The funds established under this program will have three essential design features. First, they will use government resources in the form of capital from the Treasury, and financing from the FDIC and Federal Reserve, to mobilize capital from private investors. Second, the Public-Private Investment Program will ensure that private-sector participants share the risks alongside the taxpayer, and that the taxpayer shares in the profits from these investments. These funds will be open to investors of all types, such as pension funds, so that a broad range of Americans can participate.

Third, private-sector purchasers will establish the value of the loans and securities purchased under the program, which will protect the government from overpaying for these assets.

The partnerships will be funded by more borrowing by FDIC, funds from TARP and financing by the Fed. Too much borrowing got us in this mess, but apparently the answer is to borrow more. And by the way, if FDIC is providing the bulk of the funding, why don’t we just use those funds to have FDIC take over the bad banks and get rid of the current management? Isn’t that what the FDIC is for? As for sharing risks, well as usual the taxpayer gets the shaft on this one. Taxpayer funds will provide 97% of the capital and get 50% of the profits. And the funding is non recourse. Huh? Would anyone in their right mind agree to that deal without a gun to their head? Furthermore, it would seem that with so little capital on the line, the bidders might just not be as prudent with their bidding, but assuming they act rationally and don’t overpay, will the banks be willing to sell? Not if the price is less than their current carrying mark.

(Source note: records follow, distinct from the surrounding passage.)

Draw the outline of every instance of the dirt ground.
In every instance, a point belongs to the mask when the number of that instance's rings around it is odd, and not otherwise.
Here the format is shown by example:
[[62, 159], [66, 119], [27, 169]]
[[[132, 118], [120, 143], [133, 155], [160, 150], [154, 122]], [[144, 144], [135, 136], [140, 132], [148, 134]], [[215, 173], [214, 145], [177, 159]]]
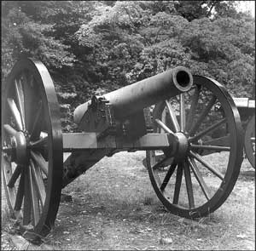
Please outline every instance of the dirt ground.
[[[228, 200], [192, 221], [164, 208], [142, 163], [144, 157], [144, 152], [105, 157], [67, 185], [63, 192], [72, 199], [61, 203], [44, 243], [55, 250], [254, 250], [255, 172], [247, 160]], [[15, 249], [4, 214], [3, 197], [2, 249]]]

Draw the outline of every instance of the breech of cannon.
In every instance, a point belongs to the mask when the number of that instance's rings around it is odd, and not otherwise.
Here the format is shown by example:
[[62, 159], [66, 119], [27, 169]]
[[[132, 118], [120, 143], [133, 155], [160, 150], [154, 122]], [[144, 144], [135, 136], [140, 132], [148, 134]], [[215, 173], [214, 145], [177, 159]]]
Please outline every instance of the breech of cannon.
[[[103, 97], [113, 109], [114, 118], [122, 120], [164, 99], [188, 91], [193, 84], [192, 74], [183, 66], [153, 76], [125, 86]], [[91, 105], [91, 100], [74, 111], [74, 122], [79, 124]]]

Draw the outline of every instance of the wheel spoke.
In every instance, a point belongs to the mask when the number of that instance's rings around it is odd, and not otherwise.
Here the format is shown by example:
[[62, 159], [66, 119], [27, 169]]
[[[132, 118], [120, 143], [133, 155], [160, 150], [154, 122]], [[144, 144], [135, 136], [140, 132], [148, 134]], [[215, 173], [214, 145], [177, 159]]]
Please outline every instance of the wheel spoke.
[[230, 146], [218, 146], [218, 145], [190, 145], [191, 149], [201, 149], [201, 150], [212, 150], [214, 151], [230, 151]]
[[193, 119], [195, 117], [195, 110], [196, 110], [196, 106], [197, 106], [198, 100], [199, 100], [199, 95], [200, 95], [200, 89], [201, 89], [200, 86], [196, 86], [195, 88], [195, 93], [194, 93], [194, 95], [192, 98], [191, 106], [189, 109], [189, 112], [188, 115], [188, 120], [187, 120], [187, 123], [186, 123], [186, 130], [187, 131], [191, 127]]
[[164, 179], [164, 180], [163, 180], [163, 183], [162, 183], [162, 185], [161, 185], [161, 186], [160, 186], [160, 191], [164, 191], [164, 190], [166, 189], [166, 185], [167, 185], [167, 184], [168, 184], [168, 182], [169, 182], [169, 180], [170, 180], [170, 179], [171, 179], [172, 174], [174, 173], [174, 170], [175, 170], [175, 168], [176, 168], [176, 166], [177, 166], [177, 163], [173, 163], [171, 165], [171, 167], [170, 167], [170, 168], [168, 169], [167, 174], [166, 174], [166, 177], [165, 177], [165, 179]]
[[22, 170], [22, 167], [20, 165], [18, 165], [7, 185], [9, 187], [10, 187], [10, 188], [14, 187], [17, 179], [19, 178], [20, 174], [21, 174], [21, 170]]
[[37, 139], [40, 134], [40, 128], [41, 128], [40, 118], [42, 118], [42, 114], [41, 114], [42, 108], [43, 108], [43, 105], [42, 105], [42, 101], [40, 100], [39, 107], [37, 111], [35, 120], [33, 122], [32, 130], [31, 130], [31, 137], [30, 137], [31, 139]]
[[15, 93], [16, 93], [18, 108], [20, 112], [22, 128], [23, 128], [23, 130], [25, 130], [26, 126], [25, 126], [24, 94], [23, 94], [23, 89], [22, 89], [22, 85], [21, 85], [20, 80], [19, 82], [17, 82], [15, 80]]
[[28, 225], [31, 220], [31, 196], [28, 167], [24, 170], [24, 207], [23, 207], [23, 225]]
[[48, 176], [48, 164], [43, 156], [40, 153], [36, 153], [35, 151], [31, 151], [31, 156], [32, 159], [37, 163], [44, 174]]
[[202, 165], [204, 165], [207, 169], [209, 169], [212, 174], [214, 174], [217, 177], [218, 177], [221, 180], [224, 180], [223, 174], [221, 174], [218, 171], [215, 170], [210, 164], [208, 164], [205, 160], [202, 159], [198, 154], [194, 153], [192, 151], [189, 151], [189, 154], [198, 160]]
[[8, 98], [7, 102], [8, 102], [9, 107], [15, 117], [16, 126], [18, 127], [18, 129], [20, 131], [21, 131], [22, 130], [22, 123], [21, 123], [20, 114], [17, 108], [17, 106], [13, 99]]
[[174, 133], [167, 127], [166, 126], [160, 119], [156, 118], [155, 122], [160, 126], [161, 128], [164, 129], [167, 134], [174, 134]]
[[18, 211], [20, 210], [22, 201], [23, 201], [23, 197], [24, 197], [24, 172], [21, 172], [20, 179], [20, 183], [17, 190], [17, 195], [16, 195], [16, 200], [15, 200], [15, 204], [14, 209]]
[[205, 110], [201, 112], [201, 114], [199, 116], [199, 118], [197, 119], [196, 123], [192, 126], [192, 128], [189, 130], [189, 134], [193, 135], [197, 128], [199, 128], [200, 124], [202, 123], [204, 118], [207, 117], [207, 115], [209, 113], [210, 110], [212, 109], [212, 106], [214, 105], [216, 101], [216, 96], [212, 97], [210, 102], [205, 108]]
[[184, 94], [179, 94], [179, 117], [180, 117], [180, 128], [181, 131], [184, 132], [186, 124], [186, 111], [185, 111], [185, 97]]
[[157, 163], [153, 168], [153, 170], [156, 170], [157, 168], [159, 168], [162, 163], [164, 163], [169, 157], [166, 157], [165, 158], [163, 158], [162, 160], [160, 160], [159, 163]]
[[169, 115], [171, 117], [171, 122], [172, 122], [172, 123], [173, 125], [173, 128], [175, 129], [175, 133], [179, 132], [180, 131], [180, 127], [179, 127], [179, 124], [177, 123], [175, 112], [173, 111], [170, 103], [167, 100], [166, 100], [166, 107], [167, 107], [167, 111], [169, 112]]
[[32, 167], [33, 181], [35, 182], [35, 186], [37, 188], [37, 191], [38, 193], [39, 199], [43, 207], [44, 204], [46, 193], [42, 174], [38, 167], [37, 165], [34, 165], [32, 160], [30, 160], [30, 163]]
[[205, 141], [204, 145], [216, 145], [216, 146], [227, 146], [229, 147], [230, 145], [230, 136], [226, 135], [224, 137], [220, 137], [218, 139], [214, 139], [212, 140]]
[[175, 182], [175, 189], [174, 189], [174, 195], [173, 195], [173, 204], [177, 204], [177, 203], [178, 203], [182, 179], [183, 179], [183, 165], [181, 165], [181, 163], [178, 163], [177, 168], [177, 174], [176, 174], [176, 182]]
[[32, 90], [33, 84], [33, 76], [30, 75], [29, 79], [26, 76], [25, 73], [22, 74], [23, 77], [23, 87], [24, 87], [24, 100], [25, 100], [25, 123], [26, 126], [26, 129], [31, 132], [32, 124], [33, 122], [34, 114], [32, 112], [34, 109], [34, 102], [33, 99], [35, 94]]
[[190, 138], [189, 140], [189, 142], [194, 142], [198, 140], [202, 136], [206, 135], [211, 131], [216, 130], [218, 127], [220, 127], [222, 124], [224, 124], [226, 122], [226, 118], [223, 118], [222, 120], [218, 121], [218, 123], [212, 124], [212, 126], [208, 127], [207, 128], [202, 130], [198, 134], [195, 135], [194, 137]]
[[195, 179], [197, 180], [206, 198], [209, 201], [210, 197], [211, 197], [209, 189], [208, 189], [207, 184], [205, 183], [205, 180], [203, 180], [203, 177], [202, 177], [201, 172], [199, 171], [199, 168], [198, 168], [195, 162], [194, 161], [193, 158], [190, 158], [190, 157], [188, 158], [188, 161], [189, 161], [190, 168], [194, 173], [194, 175], [195, 175]]
[[42, 147], [42, 146], [45, 145], [47, 142], [48, 142], [48, 136], [45, 138], [40, 139], [37, 141], [31, 141], [30, 146], [34, 147], [34, 148], [38, 148], [38, 147]]
[[3, 128], [11, 136], [15, 136], [17, 133], [17, 131], [14, 128], [12, 128], [9, 124], [4, 124]]
[[30, 197], [31, 197], [31, 207], [32, 214], [32, 224], [36, 225], [39, 221], [40, 212], [39, 212], [39, 198], [37, 196], [37, 187], [35, 185], [34, 180], [32, 179], [32, 167], [29, 165], [29, 187], [30, 187]]
[[187, 163], [187, 162], [183, 163], [183, 169], [184, 169], [184, 176], [185, 176], [185, 181], [186, 181], [189, 205], [189, 209], [191, 209], [191, 208], [195, 208], [195, 199], [194, 199], [189, 165]]

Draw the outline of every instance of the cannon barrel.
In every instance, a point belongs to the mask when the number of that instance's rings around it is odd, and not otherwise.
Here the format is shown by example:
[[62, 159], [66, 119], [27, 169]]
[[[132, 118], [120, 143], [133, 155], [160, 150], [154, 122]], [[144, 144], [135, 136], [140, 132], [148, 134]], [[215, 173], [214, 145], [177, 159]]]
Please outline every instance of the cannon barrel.
[[[114, 117], [122, 120], [158, 101], [188, 91], [193, 84], [190, 71], [177, 66], [151, 77], [104, 94], [114, 111]], [[79, 124], [90, 105], [90, 100], [74, 111], [74, 122]]]

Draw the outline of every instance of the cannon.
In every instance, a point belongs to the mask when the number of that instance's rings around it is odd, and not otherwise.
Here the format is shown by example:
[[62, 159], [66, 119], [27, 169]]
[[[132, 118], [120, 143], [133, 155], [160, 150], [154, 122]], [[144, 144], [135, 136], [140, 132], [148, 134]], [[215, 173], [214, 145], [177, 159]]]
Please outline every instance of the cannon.
[[255, 168], [255, 100], [248, 98], [233, 98], [244, 123], [244, 151], [252, 167]]
[[[242, 128], [233, 99], [183, 66], [92, 96], [74, 111], [76, 133], [62, 133], [53, 81], [40, 61], [15, 63], [2, 101], [3, 184], [12, 217], [31, 239], [53, 227], [62, 188], [121, 151], [146, 151], [157, 197], [181, 217], [214, 212], [239, 175]], [[64, 163], [63, 152], [71, 153]]]

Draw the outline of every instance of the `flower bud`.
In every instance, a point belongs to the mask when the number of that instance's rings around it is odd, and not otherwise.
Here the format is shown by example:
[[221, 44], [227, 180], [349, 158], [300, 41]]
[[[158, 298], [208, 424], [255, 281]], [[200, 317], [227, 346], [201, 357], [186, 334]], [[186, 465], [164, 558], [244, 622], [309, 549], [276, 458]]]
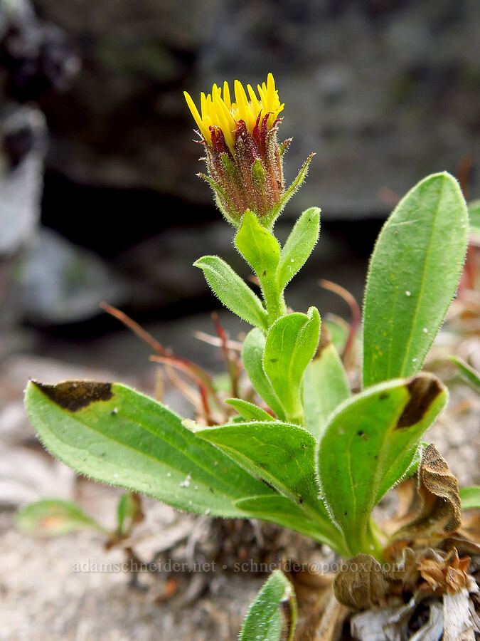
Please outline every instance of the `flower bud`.
[[311, 156], [286, 191], [282, 158], [291, 139], [278, 144], [277, 132], [283, 110], [271, 73], [267, 83], [257, 85], [258, 95], [247, 85], [249, 98], [235, 81], [235, 100], [228, 83], [213, 85], [211, 94], [201, 94], [201, 112], [187, 92], [187, 104], [198, 126], [208, 176], [198, 175], [210, 185], [217, 204], [227, 220], [239, 227], [247, 209], [261, 224], [272, 225], [306, 174]]

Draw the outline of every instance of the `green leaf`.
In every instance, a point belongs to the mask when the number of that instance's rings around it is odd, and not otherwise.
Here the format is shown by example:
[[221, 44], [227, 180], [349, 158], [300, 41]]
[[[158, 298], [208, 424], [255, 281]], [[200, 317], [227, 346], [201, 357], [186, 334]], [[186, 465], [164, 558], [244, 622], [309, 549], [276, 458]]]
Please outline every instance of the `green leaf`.
[[295, 178], [294, 179], [292, 184], [288, 187], [287, 189], [285, 190], [283, 196], [282, 197], [282, 199], [280, 200], [278, 205], [274, 209], [272, 214], [270, 217], [270, 220], [268, 221], [269, 224], [273, 224], [275, 222], [276, 219], [279, 216], [280, 213], [283, 211], [287, 203], [289, 200], [294, 196], [298, 190], [300, 189], [302, 185], [306, 178], [306, 174], [309, 171], [309, 165], [310, 165], [310, 161], [314, 157], [315, 154], [311, 154], [306, 160], [304, 162], [304, 164], [300, 167], [300, 171], [298, 172]]
[[295, 223], [280, 254], [278, 288], [282, 291], [287, 283], [305, 264], [316, 244], [320, 233], [320, 209], [310, 207]]
[[293, 586], [275, 570], [250, 605], [239, 641], [292, 641], [296, 621]]
[[30, 503], [16, 514], [17, 526], [25, 532], [42, 536], [56, 536], [86, 528], [107, 533], [75, 503], [47, 499]]
[[318, 478], [351, 556], [368, 551], [373, 507], [410, 468], [422, 434], [447, 397], [434, 376], [419, 374], [368, 388], [331, 417], [319, 446]]
[[117, 526], [120, 534], [124, 533], [125, 521], [128, 522], [127, 527], [133, 523], [138, 509], [139, 504], [134, 494], [124, 492], [117, 504]]
[[193, 266], [203, 271], [214, 293], [230, 311], [250, 325], [268, 329], [267, 312], [260, 299], [225, 261], [218, 256], [204, 256]]
[[267, 335], [263, 367], [288, 420], [302, 423], [302, 379], [319, 343], [320, 316], [315, 307], [307, 314], [279, 318]]
[[225, 402], [235, 407], [237, 412], [247, 421], [274, 421], [274, 417], [270, 416], [268, 412], [265, 412], [258, 405], [242, 400], [241, 398], [225, 398]]
[[327, 419], [350, 396], [350, 387], [341, 359], [331, 343], [322, 346], [304, 376], [304, 407], [306, 428], [318, 440]]
[[480, 200], [469, 203], [469, 219], [471, 240], [476, 244], [480, 244]]
[[250, 209], [244, 214], [242, 226], [235, 237], [235, 244], [259, 280], [276, 274], [280, 246], [274, 236], [262, 226]]
[[284, 420], [285, 412], [263, 369], [265, 349], [265, 337], [263, 333], [259, 329], [249, 332], [242, 348], [243, 367], [257, 394], [281, 420]]
[[344, 554], [341, 536], [336, 528], [325, 521], [320, 526], [308, 518], [305, 513], [287, 496], [269, 494], [240, 499], [235, 501], [235, 507], [245, 510], [250, 518], [276, 523], [284, 528], [289, 528], [321, 543], [326, 543], [339, 554]]
[[434, 174], [378, 236], [364, 303], [363, 385], [418, 372], [459, 283], [468, 215], [457, 181]]
[[[262, 497], [258, 497], [259, 499]], [[462, 510], [471, 510], [480, 508], [480, 485], [472, 485], [471, 487], [462, 487], [460, 490], [460, 500]]]
[[460, 371], [460, 375], [469, 382], [476, 390], [480, 390], [480, 374], [462, 358], [450, 356], [450, 360], [454, 363]]
[[46, 449], [97, 481], [223, 517], [244, 516], [238, 499], [269, 494], [173, 412], [124, 385], [30, 382], [26, 405]]
[[214, 444], [252, 474], [301, 506], [321, 531], [334, 531], [319, 499], [315, 478], [315, 439], [298, 425], [235, 423], [196, 432]]

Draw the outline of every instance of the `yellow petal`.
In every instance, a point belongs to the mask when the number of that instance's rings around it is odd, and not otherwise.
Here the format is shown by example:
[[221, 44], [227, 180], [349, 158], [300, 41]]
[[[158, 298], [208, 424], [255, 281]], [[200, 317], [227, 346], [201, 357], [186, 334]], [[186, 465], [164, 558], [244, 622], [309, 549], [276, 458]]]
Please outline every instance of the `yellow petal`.
[[232, 101], [230, 99], [230, 87], [228, 83], [225, 80], [223, 83], [223, 102], [227, 106], [227, 109], [232, 108]]
[[202, 118], [198, 113], [198, 110], [197, 109], [195, 103], [191, 98], [191, 96], [187, 91], [183, 92], [183, 95], [185, 96], [185, 100], [186, 100], [186, 103], [188, 105], [188, 108], [191, 111], [191, 114], [193, 116], [193, 119], [195, 122], [197, 123], [198, 129], [200, 130], [202, 135], [205, 138], [205, 140], [211, 142], [211, 136], [210, 135], [210, 131], [208, 130], [208, 127], [206, 127], [203, 124]]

The new Public-Private Investment Program will initially provide financing for $500 billion with the potential to expand up to $1 trillion over time, which is a substantial share of real-estate related assets originated before the recession that are now clogging our financial system. Over time, by providing a market for these assets that does not now exist, this program will help improve asset values, increase lending capacity by banks, and reduce uncertainty about the scale of losses on bank balance sheets. The ability to sell assets to this fund will make it easier for banks to raise private capital, which will accelerate their ability to replace the capital investments provided by the Treasury.

So we’re buying up $1 trillion in assets at inflated prices from institutions that failed to operate prudently so private investors can get a chance to buy in at low prices? And then we expect these banks to get back to lending out more money in an economy that already has a debt/GDP ratio of 350%? Is there a plan to ever reduce the debt or do we plan to just keep borrowing more and more? And one more thing: will the banks selling the assets also be allowed to participate in the partnerships to buy them? If so, this “plan” is nothing more than a scheme to dump their losses on taxpayers. A bank could put up 3% of the capital in one of these partnerships and then bid a high price for their own assets, effectively shifting most of the risk to taxpayers while avoiding a writedown. Is that the real plan?

That’s the meat of the plan. Taxpayers put up most of the capital and private investors get an outsized portion of the reward. I sure wouldn’t want Geithner negotiating a joint venture for my company.

The Geithner plan is premised on the same assumption as every other plan that has been floated - that somehow we can induce someone to overpay for these bad assets. Geithner has constructed a plan with so much taxpayer provided leverage that it just may work. Of course that depends on your definition of “work”. If your definition is having taxpayers bail out the stock and bond holders of every bad bank, then this just might get the job done. If we had let the banks fail, stock and bondholders - the owners of these badly run institutions - would have taken the losses. While that would be unfortunate for them, I fail to see how it justifies pawning off the losses on the public.

The whole idea behind these bailouts is that the public benefits by maintaining the status quo in the financial sector. Considering that it is the financial sector that got us in this mess - with a lot of help from politicians and the Federal Reserve - one has to wonder why that is considered a public policy goal.